As a person living with chronic pain and mental illness, I often find the demands on my time challenging. My mobility is largely unaffected, which is good, since several of the buildings I frequent lack elevators for my second and third floor classes. With chronic pain often comes chronic fatigue, and while I can make it up and down all of those stairs, it takes its toll.
Managing disability and mental health requires appointments. Appointments take time out of home, work, rest, and class since they tend to be during standard business hours. Going to school for me means staying on my medications. Keeping that medication requires monthly appointments. Many classes penalize overall grades — some as much as one-third of a letter grade deduction — for missed instruction time. If you maintain attendance and miss appointments, health issues inevitably arise, requiring more missed class hours. My teenage child also has appointments, which my spouse and I must take turns with so neither of us miss too much work or school.
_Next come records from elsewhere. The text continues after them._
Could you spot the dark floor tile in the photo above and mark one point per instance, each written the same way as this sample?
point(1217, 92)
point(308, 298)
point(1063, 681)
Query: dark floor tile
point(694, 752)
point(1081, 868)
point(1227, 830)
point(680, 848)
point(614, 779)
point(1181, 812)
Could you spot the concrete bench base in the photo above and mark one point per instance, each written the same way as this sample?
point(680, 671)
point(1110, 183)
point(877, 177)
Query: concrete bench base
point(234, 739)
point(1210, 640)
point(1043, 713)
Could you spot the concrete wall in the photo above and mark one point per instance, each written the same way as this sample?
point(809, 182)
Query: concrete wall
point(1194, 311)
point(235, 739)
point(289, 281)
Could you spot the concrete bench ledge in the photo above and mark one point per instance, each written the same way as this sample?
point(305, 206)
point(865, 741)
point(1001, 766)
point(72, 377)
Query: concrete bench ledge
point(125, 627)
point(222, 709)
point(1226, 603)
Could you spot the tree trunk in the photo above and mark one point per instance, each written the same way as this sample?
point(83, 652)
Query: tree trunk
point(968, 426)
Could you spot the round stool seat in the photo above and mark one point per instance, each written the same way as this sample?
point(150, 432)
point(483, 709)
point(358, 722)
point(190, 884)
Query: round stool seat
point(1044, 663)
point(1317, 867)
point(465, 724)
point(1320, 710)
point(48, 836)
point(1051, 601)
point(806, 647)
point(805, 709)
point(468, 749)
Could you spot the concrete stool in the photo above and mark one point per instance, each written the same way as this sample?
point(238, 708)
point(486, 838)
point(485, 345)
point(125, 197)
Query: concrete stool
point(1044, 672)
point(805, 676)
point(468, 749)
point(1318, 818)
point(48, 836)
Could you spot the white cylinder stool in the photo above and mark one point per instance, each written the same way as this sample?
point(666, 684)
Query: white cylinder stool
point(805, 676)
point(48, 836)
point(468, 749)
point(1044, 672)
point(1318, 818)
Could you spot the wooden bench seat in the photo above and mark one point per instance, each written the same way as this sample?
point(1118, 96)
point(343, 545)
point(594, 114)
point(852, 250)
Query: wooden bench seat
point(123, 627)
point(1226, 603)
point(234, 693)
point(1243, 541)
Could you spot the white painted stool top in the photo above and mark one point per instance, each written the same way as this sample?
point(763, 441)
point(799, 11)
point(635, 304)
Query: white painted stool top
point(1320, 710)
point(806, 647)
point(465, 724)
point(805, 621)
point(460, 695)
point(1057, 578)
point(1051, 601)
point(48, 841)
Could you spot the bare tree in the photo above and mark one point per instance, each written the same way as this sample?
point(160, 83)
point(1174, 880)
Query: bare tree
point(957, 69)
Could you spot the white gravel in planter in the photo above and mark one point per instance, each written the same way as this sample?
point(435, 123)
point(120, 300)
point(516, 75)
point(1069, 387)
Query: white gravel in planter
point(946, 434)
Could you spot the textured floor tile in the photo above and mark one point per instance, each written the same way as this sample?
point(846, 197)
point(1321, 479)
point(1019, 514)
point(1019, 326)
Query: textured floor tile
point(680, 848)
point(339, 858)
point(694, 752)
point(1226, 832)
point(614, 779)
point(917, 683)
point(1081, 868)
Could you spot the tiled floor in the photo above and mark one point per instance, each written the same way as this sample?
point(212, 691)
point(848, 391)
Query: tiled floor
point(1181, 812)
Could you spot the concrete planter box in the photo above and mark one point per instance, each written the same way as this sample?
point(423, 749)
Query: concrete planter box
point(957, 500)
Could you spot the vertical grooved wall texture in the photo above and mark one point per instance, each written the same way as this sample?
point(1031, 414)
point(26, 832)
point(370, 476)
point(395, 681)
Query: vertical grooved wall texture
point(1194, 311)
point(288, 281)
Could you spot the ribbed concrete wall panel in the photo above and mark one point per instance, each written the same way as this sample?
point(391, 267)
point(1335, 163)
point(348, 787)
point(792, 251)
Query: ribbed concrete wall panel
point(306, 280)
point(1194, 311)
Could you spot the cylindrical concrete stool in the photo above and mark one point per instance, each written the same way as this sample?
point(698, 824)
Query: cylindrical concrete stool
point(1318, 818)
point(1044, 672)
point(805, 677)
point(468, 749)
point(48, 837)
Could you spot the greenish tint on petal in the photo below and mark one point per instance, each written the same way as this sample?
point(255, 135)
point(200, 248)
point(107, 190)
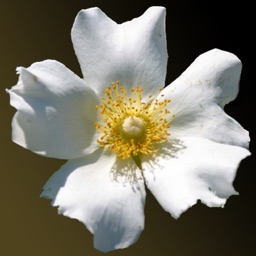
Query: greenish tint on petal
point(112, 210)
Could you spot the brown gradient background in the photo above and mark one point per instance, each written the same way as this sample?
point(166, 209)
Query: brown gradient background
point(31, 31)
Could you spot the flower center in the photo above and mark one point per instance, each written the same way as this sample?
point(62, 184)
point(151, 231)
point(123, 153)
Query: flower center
point(133, 127)
point(129, 126)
Most campuses now have disability services, like UH Mānoa’s Kōkua office. For many students, knowing what accommodations to ask for is daunting. What help can they offer for missed meds and bad traffic? Even if you know what to ask for, it needs to be documented by a qualifying medical professional, which is more outside-of-class time, and the hours per week are reaching untenable.
Universities could take great steps, including encouraging communication with instructors or eliminating graded attendance, in order to address some of these issues. Integrate more one-stop offices to help non-traditional students navigate enrollment and registration. Place non-traditional students on your student governments, boards of regents, and other organizations empowered to enact policy change. Create liaison positions for non-traditional students to direct their needs. Even small things, like eliminating assignments that are little more than busywork, can be an amazing reprieve.
Like I said, I’m in the final days. I would have to try to fail at this point, and even then it may not be enough to undo what I’ve accomplished. At the end of the term, many non-traditional and later-in-life students will graduate, but our successes are in spite of these circumstances. So, I guess that toilet is going to need to wait a few more weeks.